County has options in legal dealings with manufacturers


With the discussion of sexual harassment allegations tabled at the advice of outside legal council, the Monday night County Commission meeting shifted in a different direction.

A hefty portion of the meeting focused on revisiting a motion that was tabled in the last County Commission meeting.

It was the decision to retain Lieff, Cabraser, Heinmann, and Bernstein to be its attorneys in the ongoing opioid litigation.

County Mayor Terry Frank noted a quote from an article written by the National Association of Counties.

It read, “To have an advocate for your county in that resolution room, you’ll have to file a lawsuit. That protects your counties interest.”

Johnathan Taylor, a representative of Lieff, Cabraser, Heinmann and Bernstein, addressed the Commission, reiterating how important “a seat at that table is.”

He also stated that the federal opioid case litigation is now moving at a “feverish pace,” making the Commission aware of the necessary urgency. He also made the commission aware that large settlements are in the works.

Lieff, Cabraser is one of six or seven law firms in the country to have a seat at the settlement table in Cleveland, Ohio.

Scott County and Campbell County are two East Tennessee counties that have filed lawsuits in federal court on the matter, breaking rank with their local District Attorneys.

“Everyday that passes by is potentially a day that the county misses out on a statute of limitations claim. The time is now.” Said Taylor.

“The issue isn’t that Anderson County isn’t doing anything, the problem is the cost of combatting this epidemic,” said Taylor. “This is an attempt to recover all of those cost from the past and all of the costs in the future.”

The commission then heard from Dave Clark, District Attorney General in the Clinton Criminal Office.

He offered the Commission members three potential options.

First are the efforts of Attorney General Herbert Slatery, which really isn’t up to the County.

“The thrust, as it’s related to me by General Slatery, of their action is injunctive in nature to try to stop the sale of drugs in Tennessee. That’s great. But in my view, that alone is inadequate,” said Clark.

“We are past the time of half measures. We are past the times of regulatory solutions only. Something more needs to be done.”

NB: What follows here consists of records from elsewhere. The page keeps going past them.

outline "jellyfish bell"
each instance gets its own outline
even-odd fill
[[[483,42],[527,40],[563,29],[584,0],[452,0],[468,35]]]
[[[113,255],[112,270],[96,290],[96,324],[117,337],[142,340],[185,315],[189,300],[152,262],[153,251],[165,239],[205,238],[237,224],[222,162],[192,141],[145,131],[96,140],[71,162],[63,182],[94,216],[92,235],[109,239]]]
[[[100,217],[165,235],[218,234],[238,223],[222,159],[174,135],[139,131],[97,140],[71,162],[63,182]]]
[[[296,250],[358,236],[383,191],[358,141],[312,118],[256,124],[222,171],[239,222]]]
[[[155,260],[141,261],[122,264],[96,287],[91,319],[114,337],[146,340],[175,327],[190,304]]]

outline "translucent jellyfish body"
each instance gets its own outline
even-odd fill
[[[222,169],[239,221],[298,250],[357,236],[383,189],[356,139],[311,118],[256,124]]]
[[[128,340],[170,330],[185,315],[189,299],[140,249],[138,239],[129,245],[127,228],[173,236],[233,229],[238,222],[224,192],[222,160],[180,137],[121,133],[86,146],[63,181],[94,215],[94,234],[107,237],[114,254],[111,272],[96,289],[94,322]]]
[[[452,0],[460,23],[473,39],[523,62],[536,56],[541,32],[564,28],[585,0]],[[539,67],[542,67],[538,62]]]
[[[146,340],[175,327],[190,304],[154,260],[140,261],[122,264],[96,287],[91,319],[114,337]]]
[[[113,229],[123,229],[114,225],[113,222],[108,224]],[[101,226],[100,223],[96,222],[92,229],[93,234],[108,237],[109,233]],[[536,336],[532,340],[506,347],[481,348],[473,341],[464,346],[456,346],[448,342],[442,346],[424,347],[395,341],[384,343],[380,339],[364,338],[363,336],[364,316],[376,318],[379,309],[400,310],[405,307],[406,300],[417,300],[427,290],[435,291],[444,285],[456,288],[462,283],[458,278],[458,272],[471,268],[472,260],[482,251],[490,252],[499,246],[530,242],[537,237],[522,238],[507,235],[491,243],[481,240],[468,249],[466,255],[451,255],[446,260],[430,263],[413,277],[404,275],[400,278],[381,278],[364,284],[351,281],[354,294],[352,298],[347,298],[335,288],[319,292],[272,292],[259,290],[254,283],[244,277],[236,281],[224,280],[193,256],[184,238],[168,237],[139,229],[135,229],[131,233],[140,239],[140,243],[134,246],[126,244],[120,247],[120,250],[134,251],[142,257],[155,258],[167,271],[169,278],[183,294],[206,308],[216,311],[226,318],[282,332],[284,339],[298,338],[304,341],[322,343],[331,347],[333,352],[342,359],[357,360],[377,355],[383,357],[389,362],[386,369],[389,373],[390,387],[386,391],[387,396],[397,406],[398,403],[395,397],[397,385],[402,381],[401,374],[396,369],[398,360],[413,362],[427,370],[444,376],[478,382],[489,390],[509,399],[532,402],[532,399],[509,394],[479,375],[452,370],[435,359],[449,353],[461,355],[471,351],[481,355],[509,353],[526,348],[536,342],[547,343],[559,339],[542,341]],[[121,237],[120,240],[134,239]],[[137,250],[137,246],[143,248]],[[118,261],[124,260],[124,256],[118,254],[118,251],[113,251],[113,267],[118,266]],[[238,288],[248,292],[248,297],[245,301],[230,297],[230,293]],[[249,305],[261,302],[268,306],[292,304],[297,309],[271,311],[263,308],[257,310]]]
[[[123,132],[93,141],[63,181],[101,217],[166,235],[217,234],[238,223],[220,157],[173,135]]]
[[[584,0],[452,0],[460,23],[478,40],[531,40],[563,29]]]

He cited the Drug Dealer Liability Act as something that has allowed attorneys to hold manufacturers responsible based on their market share. It puts liability on companies selling drugs. For example, if you hold 20-percent of the market share of Oxycodone, you are 20-percent responsible for the damages.

It is the Attorney General Slatery’s intention, if they recover money, to divide that money into three pots.

One pot is to pay for an unspecified group of remedies such as extra incarceration or treatment.

The second pot would be to offer that money to counties and other local governments who could opt in or opt out of recovering that money.

Clark never mentioned the third pot.

The second option he offered the Anderson County Commission was filing their own lawsuit. Clark stated that he believed that this was not the correct course of action for Anderson County.

The last option he offered was the lawsuit that the district attorney has filed.

He cited that this path is the most widely chosen path by other counties in East Tennessee.

“There is not a ‘we want all the options’ choice,” said Clark. “We cannot have a ship with two captains.”

“The opioid manufacturers want you in Ohio. Like sending beef to the stockyard for slaughter,” Clark said on the opioid manufacturers potential legal strategy.

“I would caution not to be swayed by a manufactured sense of urgency. This is not a sale on clothing that ends at the end of the week. We are prepared for this to take five to 10 years.”

“We are going to keep talking, because we have the same interests. Irrespective of our different view on how to get there, at least for the people of Anderson County, we are trying to do as much as we can for the people of Tennessee,” Clark said.

He again reiterated his warning to be weary of a “sales pitch with an urgency attached to it.”

In the end, the committee denied the resolution.

In the midst of all the talks of the awful opioid related issues, Commissioner Steve Mead informed the Commission and attending body that the number of opioids prescribed in Anderson County last year was down 35-percent.